The endpoint software does not need to be updated during the upgrade process, but when you do update the endpoint software you do need to stop the database using TDE direct connect first before the endpoint upgrade.
Why the old backups on the remote destination are not automatically deleted?
Oracle Key Vault doesn’t remove old backups from the remote backup destination since it is not aware of the retention policy. So the old backups from the remote destination have to be removed manually.
To do so remove the older zip files (based on timestamp in the file name) and this should clear up space. Make sure that the okvbackup.mgr file is not removed.
It is possible to use wget or curl to download the OKV REST jar file from the OKV server? This is for mass provisioning where we do not want an admin to have to point and click in a browser and SFTP the file.
There is a restriction so that OKV REST jar file cannot be downloaded directly by using wget or curl. In mass provisioning one needs to download the REST jar file one time and then it can be used by other endpoints with ftp.
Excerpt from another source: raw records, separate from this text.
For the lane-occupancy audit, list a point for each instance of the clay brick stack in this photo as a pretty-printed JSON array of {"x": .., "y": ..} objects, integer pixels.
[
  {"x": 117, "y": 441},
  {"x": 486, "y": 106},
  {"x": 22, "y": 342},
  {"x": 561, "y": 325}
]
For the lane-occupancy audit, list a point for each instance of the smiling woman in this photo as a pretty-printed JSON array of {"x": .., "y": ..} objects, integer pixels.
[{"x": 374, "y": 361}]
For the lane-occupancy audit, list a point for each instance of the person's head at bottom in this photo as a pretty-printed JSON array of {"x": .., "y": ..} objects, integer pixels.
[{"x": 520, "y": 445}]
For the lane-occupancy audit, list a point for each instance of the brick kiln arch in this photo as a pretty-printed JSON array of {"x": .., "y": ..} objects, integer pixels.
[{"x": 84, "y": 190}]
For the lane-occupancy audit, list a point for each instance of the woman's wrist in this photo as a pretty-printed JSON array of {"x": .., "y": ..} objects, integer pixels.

If they don’t need to install client S/W, it can be done from one station.
Is it possible to store the SEPS wallet on OKV and used it from there for the users instead on storing locally?
The database does not support a direct connection on the DB client-side (OCI/SQL*Plus/Thin JDBC) to retrieve the SEPS credentials from the OKV directly.
Besides syslog messages can other data be forwarded to enterprise monitoring servers like Splunk?
Currently, the following information can be sent to SYSLOG and nothing more:
“Syslog - All system-related alerts are sent to syslog. These include the following: Disk Utilization, System Backup, Failed System Backup, High Availability Role Change, High Availability Destination Failure, SSH Tunnel Failure”
How to increase the threshold of Fast-Start Failover from 60 seconds to 300 seconds?
The value of Fast Start Failover can be changed from OKV GUI as OKV admin -> System -> High Availability.
Is there any alternative to download and installing OKV aside from the ISO?
OKV should not be installed by rpm package. It has to be installed from iso due to many dependencies.
Is it supported to uninstall firmware packages and modules?
OKV is a software appliance and we do not allow or recommend any modifications to the underlying platform. If changes are made, they are their own risk and Oracle cannot guarantee the proper functioning of the software appliance.
Does okv supports one off patches
OKV is an appliance and one-off patches are not released for it. There are patches where the okv version can be upgraded for example from 18.3 to 18.4.